La veille, la journée avait mal commencé. Il était très en retard. Mais il n’avait pas réussi à s’éclipser assez rapidement : sa femme l’avait rattrapé juste au moment où il montait dans sa voiture. « En sortant du bureau, est-ce que tu pourrais faire 2 ou 3 courses ? ». Il n’avait pas trouvé de raison de refuser. Et ce soir, le voilà qui tourne dans les rayons de la superette, à essayer de localiser les précieuses denrées qu’il est censé ramener à la maison. « Yaourts, c’est fait. Nutella : zut, demi-tour, je suis passé devant tout à l’heure. Brioche, c’est bon. Chouchou Lou : qu’est-ce que c’est que ça ? Ça doit surement avoir un rapport avec ma fille, mais lequel ? Et Max. Quelle marque de dentifrice utilise Max ? J’ai passé ma journée à concevoir un nouvel espace culturel pour la ville, à convaincre les élus d’oser se lancer dans un projet ambitieux, à solliciter des mécènes pour qu’ils rajoutent un 0 au chèque qu’ils s’apprêtaient à faire. Et me voilà ramené à la simple réalité du quotidien : j’ignore la marque du dentifrice utilisé par mon fils… ».
                                                                                                                                   
Son esprit revenait sans cesse à sa journée de travail. Il avait passé plus de 2 heures à essayer de remanier ses plans.  Le client avait complètement modifié son projet. Il voulait plus de bureaux, moins vastes, sans modifier le volume de l’ensemble. Un vrai casse-tête chinois. Un de plus. Mais il avait toujours aimé relever ce genre de défi.
                                                                                                                                   
Dans un mois, c’est un autre défi qui l’attendrait : emmener toute sa famille en vacances. Il lui faudrait attraper les valises les unes après les autres et les ranger méthodiquement dans le coffre de la voiture.  Tout devait rentrer. On pouvait compter sur les enfants pour veiller scrupuleusement à ce qu’il n’oublie rien. Et puis, comme par miracle, tout finirait par trouver sa place. Toute la tribu se mettrait en route pour l’océan. Comme chaque année.
Les vacances, c’était surtout pour faire plaisir à sa femme et aux enfants. Lui, il s’ennuyait plutôt. Il attrapa son téléphone posé sur la table et rechercha les messages échangés avec son collègue l’été dernier.  « Bonjour Bernard. Le maire a-t-il rendu sa réponse ? Tu peux me joindre par SMS ou par mail. Je consulte ma messagerie trois fois par jour, à chaque retour de la plage ».

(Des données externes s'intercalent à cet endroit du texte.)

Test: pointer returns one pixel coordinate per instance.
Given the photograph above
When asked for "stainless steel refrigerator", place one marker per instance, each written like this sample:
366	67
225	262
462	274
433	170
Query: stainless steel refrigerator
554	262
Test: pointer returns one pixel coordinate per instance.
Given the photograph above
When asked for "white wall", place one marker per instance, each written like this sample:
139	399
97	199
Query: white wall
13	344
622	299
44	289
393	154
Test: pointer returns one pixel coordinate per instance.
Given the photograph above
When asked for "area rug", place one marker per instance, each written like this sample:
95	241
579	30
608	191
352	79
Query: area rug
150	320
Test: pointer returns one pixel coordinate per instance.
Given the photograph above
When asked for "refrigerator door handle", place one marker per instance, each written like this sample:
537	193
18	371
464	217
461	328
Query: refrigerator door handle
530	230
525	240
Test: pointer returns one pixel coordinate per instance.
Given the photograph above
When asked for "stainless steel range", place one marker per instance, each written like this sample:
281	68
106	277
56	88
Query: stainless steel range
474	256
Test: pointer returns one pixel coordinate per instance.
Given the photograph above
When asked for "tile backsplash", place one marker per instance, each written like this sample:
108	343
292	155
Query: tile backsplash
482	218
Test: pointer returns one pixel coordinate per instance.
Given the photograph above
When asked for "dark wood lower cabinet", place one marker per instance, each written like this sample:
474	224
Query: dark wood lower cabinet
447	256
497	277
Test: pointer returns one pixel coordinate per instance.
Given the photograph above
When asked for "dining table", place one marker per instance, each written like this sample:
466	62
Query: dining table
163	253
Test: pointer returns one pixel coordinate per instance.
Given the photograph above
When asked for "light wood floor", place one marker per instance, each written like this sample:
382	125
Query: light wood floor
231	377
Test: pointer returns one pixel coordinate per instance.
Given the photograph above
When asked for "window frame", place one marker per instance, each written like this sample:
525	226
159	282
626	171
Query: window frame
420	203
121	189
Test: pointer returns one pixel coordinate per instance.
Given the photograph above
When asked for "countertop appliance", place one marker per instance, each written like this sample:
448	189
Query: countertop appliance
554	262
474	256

Un brusque coup de vent le ramena à l’instant présent. Le ciel s’était assombri, l’orage menaçait. Les passants défilaient devant lui en courant, pressés de rentrer avant que l’averse ne les surprenne. Elle ne viendra plus. Il se décida enfin à se lever, rassembla ses affaires et se mit en route d’un pas lent.


 
Samedi 14 mai
Je l’ai attendue une bonne partie de l’après-midi. En vain. J’aurais dû m’en douter. Notre dernière conversation ressemblait fort à un épilogue. Même si je refusais de l’entendre. Ça m’apprendra à ne pas vouloir choisir. Je veux tout : mon confort ″bobo″, ma famille, la routine rassurante du quotidien. Et le sel d’une aventure sans lendemain qui dure depuis des mois.